= Sydney Bourne =

English football club executive

Sydney Bourne (c. 1857- 1930) was the first chairman of Crystal Palace F.C.

Bourne was a local football enthusiast who joined the board of Crystal Palace at the invitation of Edmund Goodman. Goodman had stumbled upon Bourne's name after searching the records of FA Cup Final ticket sales. Noting that Bourne was a regular purchaser of tickets, Goodman approached him regarding the idea of a new club playing at the FA Cup Final venue. Bourne was very agreeable to the idea and joined the board of directors, being elected chairman at the club's first ever meeting and remaining until his death in 1930.

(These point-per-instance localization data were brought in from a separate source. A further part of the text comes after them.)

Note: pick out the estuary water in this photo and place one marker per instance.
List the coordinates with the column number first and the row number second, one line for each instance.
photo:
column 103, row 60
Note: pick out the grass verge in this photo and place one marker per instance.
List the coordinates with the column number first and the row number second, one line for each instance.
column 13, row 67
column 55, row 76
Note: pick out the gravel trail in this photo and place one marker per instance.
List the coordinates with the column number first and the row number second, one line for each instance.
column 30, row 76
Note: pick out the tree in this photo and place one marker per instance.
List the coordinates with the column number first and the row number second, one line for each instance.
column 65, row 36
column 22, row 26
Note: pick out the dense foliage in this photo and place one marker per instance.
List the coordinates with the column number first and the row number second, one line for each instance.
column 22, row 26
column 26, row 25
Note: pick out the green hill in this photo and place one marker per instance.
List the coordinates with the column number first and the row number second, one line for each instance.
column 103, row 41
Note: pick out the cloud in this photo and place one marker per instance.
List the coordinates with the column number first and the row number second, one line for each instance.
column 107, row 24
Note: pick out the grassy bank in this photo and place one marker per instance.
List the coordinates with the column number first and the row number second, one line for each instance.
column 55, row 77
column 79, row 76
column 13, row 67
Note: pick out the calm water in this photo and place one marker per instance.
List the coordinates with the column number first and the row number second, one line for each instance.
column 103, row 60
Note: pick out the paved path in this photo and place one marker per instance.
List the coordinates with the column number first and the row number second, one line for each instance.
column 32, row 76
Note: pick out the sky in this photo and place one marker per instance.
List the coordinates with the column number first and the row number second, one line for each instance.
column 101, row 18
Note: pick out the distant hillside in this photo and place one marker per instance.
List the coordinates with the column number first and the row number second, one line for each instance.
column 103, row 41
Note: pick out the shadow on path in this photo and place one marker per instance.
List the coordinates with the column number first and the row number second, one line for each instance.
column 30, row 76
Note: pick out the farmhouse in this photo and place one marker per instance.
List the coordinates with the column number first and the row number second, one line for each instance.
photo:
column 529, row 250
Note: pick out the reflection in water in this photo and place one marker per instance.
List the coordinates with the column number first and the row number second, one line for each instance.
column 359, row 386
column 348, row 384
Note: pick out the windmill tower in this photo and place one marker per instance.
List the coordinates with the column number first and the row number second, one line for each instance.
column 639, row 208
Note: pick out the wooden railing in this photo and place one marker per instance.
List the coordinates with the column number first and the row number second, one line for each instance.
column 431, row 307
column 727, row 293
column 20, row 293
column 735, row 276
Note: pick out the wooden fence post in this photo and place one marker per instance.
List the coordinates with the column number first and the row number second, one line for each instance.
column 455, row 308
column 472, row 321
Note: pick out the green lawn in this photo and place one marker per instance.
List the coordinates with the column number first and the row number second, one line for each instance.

In 1909, Bourne was quoted in the press on the idea circulating at the time of football players forming a trade union. Bourne wished to place a Director's view of the idea on the public record, and noted: "nine out of ten clubs in England are insolvent, and are only kept alive by the personal sacrifices of their directors. If trade unionism is going to step in and interfere in every petty dispute there is not a director who will risk another shilling or devote another hour's work for the sport. Club directors have no objection to players forming a union of their own on fair and proper lines, but they are unanimously determined that any federation of players must work with their employers, and not against them, as the present players' union would do." Bourne also oversaw the purchase of the land for the building of Selhurst Park, which is still the club's home stadium today.